Incubate for 20 min at room temperature using gentle rotation.
Wash once with 100 μl of PBS.
Wash once with 100 μl B&W buffer.
Add 100 μl of 2 μM Cy3 labeled aptamer
Incubate for 20 min at room temperature using gentle rotation.
Wash once with 100 μl of PBS.
Wash once with 100 μl B&W buffer.
Resuspend beads.
Analyze fluorescence using plate-reader.

Centi, S., Tombelli, S., Minunni, M., & Mascini, M. (2007). Aptamer-based detection of plasma proteins by an electrochemical assay coupled to magnetic beads. Analytical chemistry, 79(4), 1466-1473.

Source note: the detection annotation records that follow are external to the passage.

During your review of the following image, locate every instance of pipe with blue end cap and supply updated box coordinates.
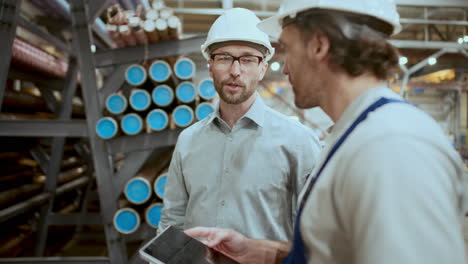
[125,64,147,86]
[113,207,141,234]
[96,116,119,139]
[129,89,152,112]
[174,57,197,80]
[176,81,197,107]
[195,102,215,120]
[151,84,177,111]
[153,172,168,199]
[145,202,164,228]
[171,105,195,128]
[105,93,128,115]
[145,109,169,131]
[197,78,216,101]
[123,177,152,204]
[120,113,144,136]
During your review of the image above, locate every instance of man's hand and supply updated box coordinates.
[185,227,291,264]
[184,227,249,263]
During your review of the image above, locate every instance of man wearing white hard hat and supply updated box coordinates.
[158,8,321,241]
[186,0,467,264]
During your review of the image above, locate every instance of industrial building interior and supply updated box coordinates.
[0,0,468,263]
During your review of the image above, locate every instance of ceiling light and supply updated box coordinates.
[270,61,281,71]
[400,57,408,65]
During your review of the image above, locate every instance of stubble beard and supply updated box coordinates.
[214,79,258,104]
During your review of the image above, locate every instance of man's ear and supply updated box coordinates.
[207,60,213,79]
[306,34,330,61]
[258,62,269,81]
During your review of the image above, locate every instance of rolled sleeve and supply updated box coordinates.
[158,142,188,232]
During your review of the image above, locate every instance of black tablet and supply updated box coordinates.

Transformation into DH5α/M15 cells

Materials

DNA plasmid
Incubator
LB agar selective plates
DH5α competent cells

Notes

Do not mix by pipetting up and down or by vortex, cells are sensitive.
After taking out cells from -80°C fridge, thaw the cells and immediately do the transformation.

Procedure

Thaw the tube of competent cells and 1.5ml microcentrifuge tubes on ice (takes around 2-5 minutes).
Gently mix the competent cells.
Take 50 μl of cells for each transformation into a 1.5 ml tube (put back unused cells to -80°C fridge).
Add 5 μl of DNA to the tubes and mix gently.
Pre-warm incubator at 42°C.
Incubate tubes on ice for 30 minutes.
Heat shock cells for 20 seconds at 42°C.
Place tubes back on ice for 2 minutes.
Add 950μl of pre-warmed LB or SOC medium to each tube.
Incubate tubes at 37°C for 1 hour at 225 rpm.
Spread 20 to 200 μl from each transformation on pre-warmed LB agar selective plates (antibiotic resistance from plasmid).
Store the remaining transformation reaction in +4°C fridge for another plating if necessary (not longer than 24 hours).
Incubate plates overnight at 37°C.

Subcloning EfficiencyTM DH5αTM Competent Cells, Invitrogen, Cat. No. 18265-017, 2006 .

YTPG medium protocol

Materials

Autoclaved flasks
Tryptone
Yeast extract
Sodium chloride
Potassium phosphate dibasic
Potassium phosphate monobasic
Deionized water
Glucose

Procedure

Prepare in autoclaved flasks.
For 200 ml of 2X YTP medium, mix:
- 3.2 g of tryptone
- 2.0 g of yeast extract
- 1 g of sodium chloride
- 1.4 g of potassium phosphate dibasic
- 0.6 g of potassium phosphate monobasic
Adjust volume to 150 ml by adding deionized water.
For glucose solution, add 3.6 g of glucose and adjust volume to 50 ml by adding deionized water.
Autoclave the two solutions separately.
Sterilely add the glucose solution to 2X YTP solution after autoclaving.